Anti-patterns to avoid

Don't require kubernetes for local dev

Many devs don't have K8s locally. Docker Compose is universal.

Don't make auth complex in dev

AUTH_MODE: dev bypasses OIDC for local. Production uses full OIDC.

Don't bury errors in stack traces

Surface user-friendly errors. Stack trace available with --verbose.

Don't require API keys in tutorial

Dev mode uses simple bearer token.
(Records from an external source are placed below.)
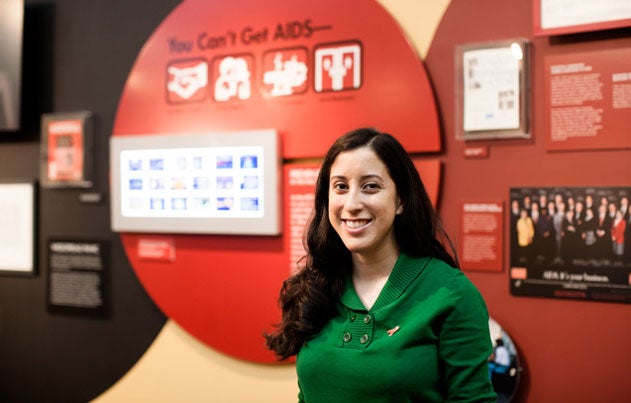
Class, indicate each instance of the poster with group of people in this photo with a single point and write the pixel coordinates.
(571, 243)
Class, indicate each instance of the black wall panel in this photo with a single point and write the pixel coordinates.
(77, 55)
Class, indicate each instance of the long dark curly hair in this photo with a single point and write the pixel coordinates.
(309, 298)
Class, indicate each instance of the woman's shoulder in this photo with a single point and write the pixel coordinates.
(440, 274)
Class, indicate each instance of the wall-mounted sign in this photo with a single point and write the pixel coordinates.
(309, 70)
(67, 150)
(555, 17)
(571, 242)
(588, 100)
(492, 90)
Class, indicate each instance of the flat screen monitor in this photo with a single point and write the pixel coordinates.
(215, 183)
(11, 34)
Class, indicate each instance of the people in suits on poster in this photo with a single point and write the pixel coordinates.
(618, 230)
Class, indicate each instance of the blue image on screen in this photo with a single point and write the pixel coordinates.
(225, 203)
(135, 184)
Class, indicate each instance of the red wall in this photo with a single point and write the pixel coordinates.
(572, 351)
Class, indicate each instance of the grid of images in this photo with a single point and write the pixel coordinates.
(193, 182)
(570, 242)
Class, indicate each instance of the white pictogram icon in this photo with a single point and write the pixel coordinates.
(233, 80)
(187, 81)
(287, 75)
(336, 63)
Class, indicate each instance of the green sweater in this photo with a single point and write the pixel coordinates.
(426, 339)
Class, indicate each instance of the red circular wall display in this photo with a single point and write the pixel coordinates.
(310, 70)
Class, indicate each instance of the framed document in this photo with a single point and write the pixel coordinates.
(17, 227)
(557, 17)
(492, 90)
(67, 150)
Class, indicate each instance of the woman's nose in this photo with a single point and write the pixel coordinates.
(353, 200)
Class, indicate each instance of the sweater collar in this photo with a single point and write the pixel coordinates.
(405, 270)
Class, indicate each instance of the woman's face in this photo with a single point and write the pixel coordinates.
(363, 203)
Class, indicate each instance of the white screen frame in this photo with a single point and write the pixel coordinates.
(266, 221)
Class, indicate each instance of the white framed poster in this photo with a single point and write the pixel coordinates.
(558, 17)
(17, 227)
(492, 90)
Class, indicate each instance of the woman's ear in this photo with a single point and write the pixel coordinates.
(399, 207)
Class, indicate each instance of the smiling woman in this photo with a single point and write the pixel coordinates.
(379, 297)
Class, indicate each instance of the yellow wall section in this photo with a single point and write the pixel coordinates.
(178, 368)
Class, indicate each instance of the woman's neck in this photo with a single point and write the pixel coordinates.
(371, 275)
Production introduces OIDC + API keys.

Don't have multiple ways to do everything

One blessed path. Document alternatives clearly.

Documentation maintenance

Documentation rot is real. Strategies:

  • Code examples in docs are tested (linkcheck + executable)
  • API reference auto-generated from OpenAPI
  • Version-pin docs match release version
  • Stale docs flagged via timestamps
  • Community contributions welcome

Marketing the developer story

Public-facing value props:

  1. 15-minute setup vs Camunda's hours
  2. One database vs Camunda's RocksDB + Elasticsearch
  3. Real-time queries vs Camunda's eventually consistent
  4. 80% cheaper at scale
  5. Open source vs Camunda's commercial license
  6. No JVM required vs Camunda's Java-only

DX is product. Investment here pays off in adoption.